In RallyO you need a 6' leash.


----------



## MaddieMagoo (Aug 14, 2007)

FlyingQuizini said:


> I've done through Rally Excellent with my Whippet. You stand in a designated corner of the ring, with your dog on leash in either a sit or a down. When I showed, the ring steward tells you where to go and how to stand relative to your dog, i.e, in front of or next to, etc. You're in the ring for as long as it takes the working dog to do the course. Wait for the ring steward to tell you you're done at the end. You can talk to your dog all you need to, just like when you're working.
> 
> I'm not sure about the 6' foot leash rule. THat might be new. When I was showing, it was watever your show leash was and I never showed with anything that long. My show leads are about 3'.


Thanks Steph...that helps a little bit! 

I'm just sooo nervous...haven't been in the ring since last July...whew! Just talking about it makes me nervous!! 

Hey that brings up a good topic...how do you guys deal with ring nerves? I get those bad...and my stomach just tosses and turns. AHHH...but yet I'm still excited...it's ALL GOLDENS there...yipee!! 

Bogart's Mom-
Thanks...for the PM, i didn't know you did Rally...or are you just taking classes right now?

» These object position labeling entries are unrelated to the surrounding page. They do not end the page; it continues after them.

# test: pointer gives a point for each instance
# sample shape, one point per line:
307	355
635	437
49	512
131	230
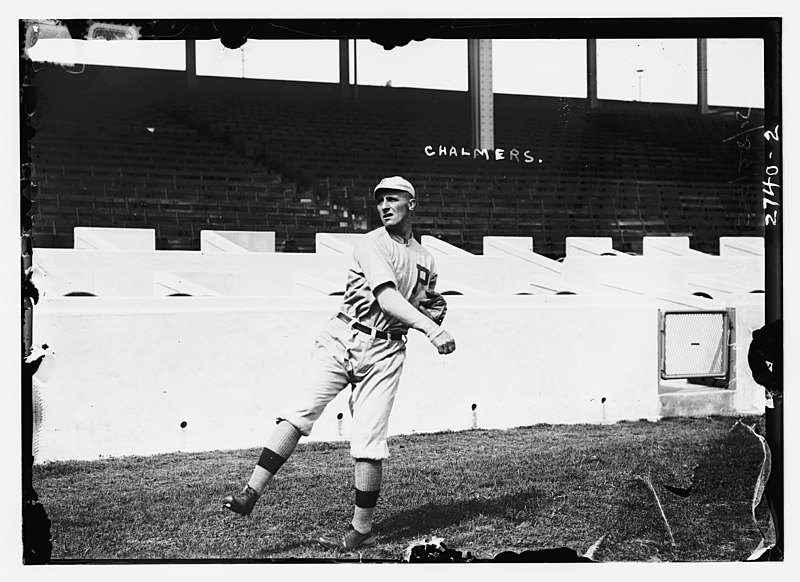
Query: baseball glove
434	306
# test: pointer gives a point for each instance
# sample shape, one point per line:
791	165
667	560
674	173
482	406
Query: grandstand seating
138	148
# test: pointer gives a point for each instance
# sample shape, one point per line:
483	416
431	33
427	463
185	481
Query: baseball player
390	288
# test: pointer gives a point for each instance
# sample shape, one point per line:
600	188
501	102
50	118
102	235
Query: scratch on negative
649	483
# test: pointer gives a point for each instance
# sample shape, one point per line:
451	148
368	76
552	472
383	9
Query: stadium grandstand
137	148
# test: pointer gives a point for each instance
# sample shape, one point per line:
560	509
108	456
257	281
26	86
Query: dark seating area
137	148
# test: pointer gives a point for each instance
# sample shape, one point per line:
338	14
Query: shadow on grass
430	517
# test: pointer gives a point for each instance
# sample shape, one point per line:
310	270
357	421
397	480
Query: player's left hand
434	306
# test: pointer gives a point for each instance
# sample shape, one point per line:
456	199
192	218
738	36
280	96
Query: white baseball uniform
343	355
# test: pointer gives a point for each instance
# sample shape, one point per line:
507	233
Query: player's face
394	208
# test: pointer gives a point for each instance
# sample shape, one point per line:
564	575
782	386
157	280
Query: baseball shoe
241	503
351	541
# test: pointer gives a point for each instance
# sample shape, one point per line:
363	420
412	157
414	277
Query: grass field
482	491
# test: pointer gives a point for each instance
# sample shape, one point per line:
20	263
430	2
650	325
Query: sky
652	70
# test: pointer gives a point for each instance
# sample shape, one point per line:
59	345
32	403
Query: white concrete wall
128	372
748	396
665	272
142	274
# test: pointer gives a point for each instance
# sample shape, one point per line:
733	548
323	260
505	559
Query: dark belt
395	335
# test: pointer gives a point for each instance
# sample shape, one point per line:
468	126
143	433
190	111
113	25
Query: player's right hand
444	342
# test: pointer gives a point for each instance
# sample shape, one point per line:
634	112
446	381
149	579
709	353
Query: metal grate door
694	344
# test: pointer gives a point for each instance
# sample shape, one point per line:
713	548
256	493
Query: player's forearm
397	306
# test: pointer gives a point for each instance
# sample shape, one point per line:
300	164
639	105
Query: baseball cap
395	183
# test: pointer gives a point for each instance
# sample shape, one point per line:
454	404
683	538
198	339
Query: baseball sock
368	484
280	445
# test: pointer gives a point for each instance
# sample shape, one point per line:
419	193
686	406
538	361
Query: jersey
378	259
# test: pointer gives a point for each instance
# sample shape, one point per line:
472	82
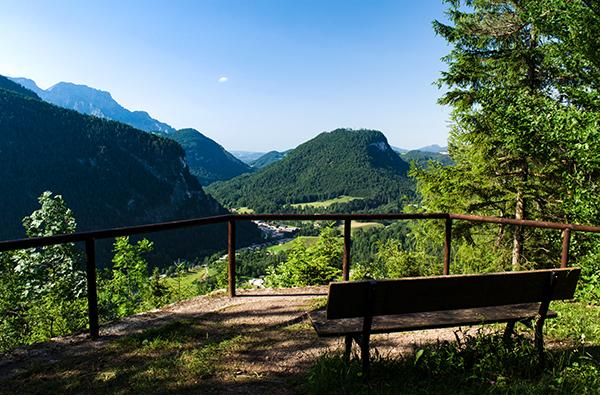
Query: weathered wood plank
423	294
428	320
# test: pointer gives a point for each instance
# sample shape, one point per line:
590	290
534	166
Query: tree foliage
42	291
313	265
522	82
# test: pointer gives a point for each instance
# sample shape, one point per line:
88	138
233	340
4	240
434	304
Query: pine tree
522	105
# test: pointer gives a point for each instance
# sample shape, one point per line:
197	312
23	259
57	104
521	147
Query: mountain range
109	173
206	158
355	163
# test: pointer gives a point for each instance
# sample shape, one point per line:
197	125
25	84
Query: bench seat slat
428	320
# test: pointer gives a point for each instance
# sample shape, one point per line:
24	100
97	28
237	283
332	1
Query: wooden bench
357	309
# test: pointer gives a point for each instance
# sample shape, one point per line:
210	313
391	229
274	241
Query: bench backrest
350	299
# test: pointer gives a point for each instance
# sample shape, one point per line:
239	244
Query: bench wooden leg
364	355
510	327
539	339
348	349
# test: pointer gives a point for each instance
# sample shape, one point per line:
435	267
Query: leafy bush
125	289
314	265
479	363
42	290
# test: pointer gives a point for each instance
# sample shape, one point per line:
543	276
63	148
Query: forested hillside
357	163
109	174
208	160
422	158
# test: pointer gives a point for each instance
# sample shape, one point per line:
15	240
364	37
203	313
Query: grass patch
284	247
174	357
326	203
244	210
356	225
185	285
480	363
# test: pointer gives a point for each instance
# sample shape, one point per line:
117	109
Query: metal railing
89	238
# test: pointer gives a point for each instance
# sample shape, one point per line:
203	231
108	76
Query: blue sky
253	75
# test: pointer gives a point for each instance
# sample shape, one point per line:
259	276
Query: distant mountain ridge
110	174
357	163
268	158
91	101
207	159
435	148
247	156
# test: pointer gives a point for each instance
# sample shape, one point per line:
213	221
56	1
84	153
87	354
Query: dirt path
278	344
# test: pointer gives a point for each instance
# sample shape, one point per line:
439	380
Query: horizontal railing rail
90	237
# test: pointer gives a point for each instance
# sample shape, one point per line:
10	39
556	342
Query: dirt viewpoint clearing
261	341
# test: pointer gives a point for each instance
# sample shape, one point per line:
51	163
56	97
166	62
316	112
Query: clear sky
252	74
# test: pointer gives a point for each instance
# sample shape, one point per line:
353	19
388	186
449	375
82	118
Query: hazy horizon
254	76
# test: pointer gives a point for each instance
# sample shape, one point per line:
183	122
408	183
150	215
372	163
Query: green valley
352	163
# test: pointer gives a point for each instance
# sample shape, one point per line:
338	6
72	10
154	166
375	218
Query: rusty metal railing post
92	293
347	246
447	245
231	256
564	259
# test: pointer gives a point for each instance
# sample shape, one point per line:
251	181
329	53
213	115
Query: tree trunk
518	236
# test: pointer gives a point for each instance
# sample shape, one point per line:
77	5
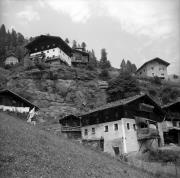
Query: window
115	126
128	127
134	126
93	130
85	132
106	128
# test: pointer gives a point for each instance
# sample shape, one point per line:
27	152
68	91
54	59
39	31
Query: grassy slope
26	151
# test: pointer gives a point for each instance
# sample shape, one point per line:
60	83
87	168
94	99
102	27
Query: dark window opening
134	126
115	126
85	132
128	126
93	130
106	128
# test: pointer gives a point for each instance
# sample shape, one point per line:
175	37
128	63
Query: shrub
104	74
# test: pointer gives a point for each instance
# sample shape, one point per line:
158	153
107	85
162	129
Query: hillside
62	90
26	151
58	91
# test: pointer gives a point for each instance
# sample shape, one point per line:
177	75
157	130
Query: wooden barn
171	124
131	124
123	126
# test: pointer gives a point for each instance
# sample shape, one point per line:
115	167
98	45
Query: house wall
79	58
54	53
125	139
154	69
11	60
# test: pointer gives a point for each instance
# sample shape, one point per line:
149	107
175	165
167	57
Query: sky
135	30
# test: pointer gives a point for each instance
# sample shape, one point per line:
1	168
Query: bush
152	92
104	74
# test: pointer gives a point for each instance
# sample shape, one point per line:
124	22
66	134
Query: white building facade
51	49
120	133
155	67
54	53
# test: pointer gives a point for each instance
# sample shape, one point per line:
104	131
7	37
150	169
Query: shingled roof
120	103
19	97
154	60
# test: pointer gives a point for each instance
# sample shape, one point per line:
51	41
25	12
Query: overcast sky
136	30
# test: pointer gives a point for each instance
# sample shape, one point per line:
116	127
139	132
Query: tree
123	66
92	60
123	86
67	40
74	44
14	37
83	45
104	63
127	67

But, good luck!


----------



## LibertyME (Jan 6, 2007)

Spend time proofing having other dogs walk 'directly toward' Maddie and have other dogs doing 270's and 360's near Maddie and have them jump and land in front of her...
The times Ive seen the most dogs fail an Honor was when the course had a jump landing about 6' from the honor dog...many of them just couldnt take the pressure of having a dog land a jump near them...

The other hint is to stay focused on your dog....pay only as much attention to the team working the course as is necessary to know if where they are in relationship to you....

Proof-Proof-Proof long sit-stays and down stays....some teams take a loooong time to finish the course...


----------



## FlyingQuizini (Oct 24, 2006)

Bogart'sMom said:


> In RallyO you need a 6' leash.


Ah, got it. That must be a new rule. Wasn't the case when I was showing in Rally. Do you need a 6' leash for the entire Novice course (only level done on leash) or just for the Excellent honor work?


----------



## Bogart'sMom (Sep 16, 2005)

For now Bogart and I just compeded in Rally Novice and yes the dog has to have the leash on the whole time in Novice.
Soon we are starting to train for advance Rally and I us to try our hand/paws in obedience, should be fun. Bogart is always up to anything I want to do with him.


----------